Below the private balcony, dark shadows bobbed along to the beat.

I’d written dozens of hits since I came to LA, but “If You Stayed” was the first one that felt personal. A power pop ballad reminiscent of the eighties, with strong synths and a violin melody, it was bright and airy—the kind of song that I had imagined would be on the finicky jukebox at the Revelry, beside Cher and Madonna and Bruce Springsteen—and nothing like anything else I’d written before. It was filled with nostalgia. Bittersweet.

I’d just never imagined it would become so loud.

“This song works on everyone,” Sebastian Fell murmured in the darkness of that owner’s box, surrounded by people singing my song. He was close and encompassing and immediate. “It’s a good one.”

“Why?” I asked, searching his face.

His eyebrows furrowed, and for the first time his mask fell a little, and the surprise on his face looked strangely handsome. I think I liked it.

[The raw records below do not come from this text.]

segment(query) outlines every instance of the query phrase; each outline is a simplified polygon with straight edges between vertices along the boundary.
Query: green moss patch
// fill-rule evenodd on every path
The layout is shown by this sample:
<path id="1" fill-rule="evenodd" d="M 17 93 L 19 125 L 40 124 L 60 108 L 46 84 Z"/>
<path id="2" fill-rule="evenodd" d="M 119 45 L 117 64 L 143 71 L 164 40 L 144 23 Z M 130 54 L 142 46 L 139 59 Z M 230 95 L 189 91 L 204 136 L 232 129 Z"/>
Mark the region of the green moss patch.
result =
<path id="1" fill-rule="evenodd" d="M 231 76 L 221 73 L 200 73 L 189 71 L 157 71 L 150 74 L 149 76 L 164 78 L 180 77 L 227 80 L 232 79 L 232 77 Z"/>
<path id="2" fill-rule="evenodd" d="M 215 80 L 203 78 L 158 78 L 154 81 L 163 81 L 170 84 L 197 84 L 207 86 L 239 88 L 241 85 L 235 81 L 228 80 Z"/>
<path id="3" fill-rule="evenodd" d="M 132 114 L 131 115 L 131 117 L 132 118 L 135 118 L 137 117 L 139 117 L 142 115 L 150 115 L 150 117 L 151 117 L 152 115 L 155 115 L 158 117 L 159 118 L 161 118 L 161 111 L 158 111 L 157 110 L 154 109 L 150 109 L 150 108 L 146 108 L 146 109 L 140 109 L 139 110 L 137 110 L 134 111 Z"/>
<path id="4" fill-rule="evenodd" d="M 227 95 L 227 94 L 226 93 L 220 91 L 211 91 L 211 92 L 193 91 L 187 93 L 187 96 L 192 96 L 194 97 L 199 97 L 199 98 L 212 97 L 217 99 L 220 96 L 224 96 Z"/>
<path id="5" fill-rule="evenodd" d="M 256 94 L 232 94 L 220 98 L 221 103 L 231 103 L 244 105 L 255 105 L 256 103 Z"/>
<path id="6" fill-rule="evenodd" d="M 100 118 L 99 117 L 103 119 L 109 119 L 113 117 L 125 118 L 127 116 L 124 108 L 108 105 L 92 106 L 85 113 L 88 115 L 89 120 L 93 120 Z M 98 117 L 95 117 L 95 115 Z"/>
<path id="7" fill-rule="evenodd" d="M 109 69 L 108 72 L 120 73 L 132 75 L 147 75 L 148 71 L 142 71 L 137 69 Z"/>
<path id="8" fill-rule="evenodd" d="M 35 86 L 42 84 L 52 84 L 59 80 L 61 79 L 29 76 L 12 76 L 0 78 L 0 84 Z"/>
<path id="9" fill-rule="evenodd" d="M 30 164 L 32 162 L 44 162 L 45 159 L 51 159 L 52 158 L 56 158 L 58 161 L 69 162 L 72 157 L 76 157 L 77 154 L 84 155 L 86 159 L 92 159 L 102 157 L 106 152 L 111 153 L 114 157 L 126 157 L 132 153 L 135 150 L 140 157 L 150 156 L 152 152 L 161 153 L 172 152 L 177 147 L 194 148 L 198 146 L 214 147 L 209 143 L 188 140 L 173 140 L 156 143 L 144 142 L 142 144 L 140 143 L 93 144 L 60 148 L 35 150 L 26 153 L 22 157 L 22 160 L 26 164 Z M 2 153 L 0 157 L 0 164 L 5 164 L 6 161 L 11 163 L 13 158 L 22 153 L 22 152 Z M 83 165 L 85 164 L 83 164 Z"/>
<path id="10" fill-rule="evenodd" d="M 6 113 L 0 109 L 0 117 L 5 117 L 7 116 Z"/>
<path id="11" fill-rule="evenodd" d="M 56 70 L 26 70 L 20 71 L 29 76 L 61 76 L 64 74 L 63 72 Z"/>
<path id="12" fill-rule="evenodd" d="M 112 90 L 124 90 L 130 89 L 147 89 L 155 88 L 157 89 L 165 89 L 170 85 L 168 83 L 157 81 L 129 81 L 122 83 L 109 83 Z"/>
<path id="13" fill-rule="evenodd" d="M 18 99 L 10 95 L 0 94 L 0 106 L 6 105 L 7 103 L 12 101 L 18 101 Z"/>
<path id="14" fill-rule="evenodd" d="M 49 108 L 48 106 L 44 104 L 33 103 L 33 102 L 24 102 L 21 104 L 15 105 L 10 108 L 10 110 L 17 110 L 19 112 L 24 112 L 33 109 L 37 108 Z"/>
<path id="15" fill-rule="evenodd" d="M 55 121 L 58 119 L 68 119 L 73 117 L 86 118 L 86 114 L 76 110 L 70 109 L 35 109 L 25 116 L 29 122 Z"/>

He began to answer—or, at least, it looked like he did—but then something caught his attention out of the corner of his eye. “Uh-oh,” he murmured, glancing down at the stage. “We’ve got an audience.”

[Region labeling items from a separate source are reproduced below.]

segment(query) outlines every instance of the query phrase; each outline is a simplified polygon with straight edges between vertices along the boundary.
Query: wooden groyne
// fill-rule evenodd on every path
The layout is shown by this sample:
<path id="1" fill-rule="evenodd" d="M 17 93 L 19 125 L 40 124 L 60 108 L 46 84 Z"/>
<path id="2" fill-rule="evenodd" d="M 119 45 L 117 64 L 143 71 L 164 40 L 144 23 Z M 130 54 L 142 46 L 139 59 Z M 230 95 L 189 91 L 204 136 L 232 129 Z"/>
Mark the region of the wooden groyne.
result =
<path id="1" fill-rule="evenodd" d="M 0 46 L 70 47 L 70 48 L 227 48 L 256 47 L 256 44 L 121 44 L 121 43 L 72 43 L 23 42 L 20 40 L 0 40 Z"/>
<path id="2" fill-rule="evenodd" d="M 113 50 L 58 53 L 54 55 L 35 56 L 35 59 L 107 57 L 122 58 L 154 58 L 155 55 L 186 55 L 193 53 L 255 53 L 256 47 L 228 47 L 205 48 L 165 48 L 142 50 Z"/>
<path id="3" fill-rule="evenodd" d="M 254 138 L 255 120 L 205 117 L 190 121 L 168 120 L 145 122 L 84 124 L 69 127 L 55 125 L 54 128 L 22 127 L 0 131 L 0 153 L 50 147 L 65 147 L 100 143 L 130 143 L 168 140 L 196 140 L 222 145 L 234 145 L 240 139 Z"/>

I didn’t follow his gaze until I realized that there was an unsettling pause in the crowd, and when I did, I saw myself on the projection screen behind Willa, as she pointed her kiss cam up into the balcony at me.

And beside me, on camera, was Sebastian Fell.

Even though she was too far away for me to see her face clearly, I knew she was giving me one of those sneaky grins, and in a flash of dread I realized that she recognized me all the way up in the private balcony, and maybe she also recognized Sebastian Fell beside me. She thought it’d be fun. I didn’t know Willa well, but Ididknow she liked to meddle. You ended up learning a lot about a person trapped in a recording booth during a songwriting session. So I knew she was still hung up on a girl she met back in New York City, and she knew that my love life was drier than the Sahara.